When it comes to affiliate marketing, it’s more a case of who you know, rather than just the mechanics of arranging a campaign.
Affiliates are the old sales agents of long ago – way before the ecommerce revolution – who would adopt a company’s products and sell them as their own in return for a slice of the sales price; anything from 15% to 20%.
Nowadays affiliates are paid in a number of ways, including CPC, CPL and CPA. CPC is Cost per Click the amount of money is costs to generate a user towards a given site. Cost per Lead is the reward provided for every user that, usually, fills out a response on the given website and therefore becomes a lead. Cost per Acquisition is the cost of the user actually buying something from the website.
You can see how it stacks up.
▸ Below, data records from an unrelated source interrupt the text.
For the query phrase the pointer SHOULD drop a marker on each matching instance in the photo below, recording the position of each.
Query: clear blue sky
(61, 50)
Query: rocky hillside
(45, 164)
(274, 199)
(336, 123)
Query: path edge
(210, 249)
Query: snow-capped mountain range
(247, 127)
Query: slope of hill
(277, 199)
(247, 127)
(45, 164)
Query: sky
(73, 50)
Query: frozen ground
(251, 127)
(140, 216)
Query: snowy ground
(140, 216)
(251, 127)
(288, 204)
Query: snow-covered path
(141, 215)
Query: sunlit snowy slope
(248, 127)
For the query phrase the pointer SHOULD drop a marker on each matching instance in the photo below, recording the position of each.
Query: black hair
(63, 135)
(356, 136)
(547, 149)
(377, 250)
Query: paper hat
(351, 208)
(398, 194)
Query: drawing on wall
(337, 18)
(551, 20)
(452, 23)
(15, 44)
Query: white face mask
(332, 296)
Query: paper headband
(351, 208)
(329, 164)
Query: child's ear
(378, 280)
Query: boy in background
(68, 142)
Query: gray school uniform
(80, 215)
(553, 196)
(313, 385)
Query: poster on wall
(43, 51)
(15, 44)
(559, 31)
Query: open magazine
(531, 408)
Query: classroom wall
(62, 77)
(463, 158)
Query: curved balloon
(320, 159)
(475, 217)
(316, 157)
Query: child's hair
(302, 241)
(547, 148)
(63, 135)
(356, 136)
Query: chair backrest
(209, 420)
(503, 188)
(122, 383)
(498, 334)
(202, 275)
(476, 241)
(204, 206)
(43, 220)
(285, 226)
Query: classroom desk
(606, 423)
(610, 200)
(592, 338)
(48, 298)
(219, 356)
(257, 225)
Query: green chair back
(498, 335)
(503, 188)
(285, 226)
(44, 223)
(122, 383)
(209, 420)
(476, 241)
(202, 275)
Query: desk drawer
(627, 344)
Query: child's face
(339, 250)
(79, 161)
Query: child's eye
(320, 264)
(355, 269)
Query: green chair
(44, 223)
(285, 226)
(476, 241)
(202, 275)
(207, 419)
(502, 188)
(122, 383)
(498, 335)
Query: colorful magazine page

But the important thing of course is the affiliate with whom the deal is done.
Affiliates come in all shapes and sizes, but the most successful ones are those that have invested in their own sites and spent money on PPC and SEO strategies and created valuable platforms that attract traffic that can be used elsewhere.
But it follows that the more powerful affiliate, the more effective he will be, and certain networks of affiliates are very choosy as to who they work with. The best will only provide products that are top sellers with high through put at good prices.
Thus, at this price, it’s more a question of who you know, than the actual theory behind affiliate marketing.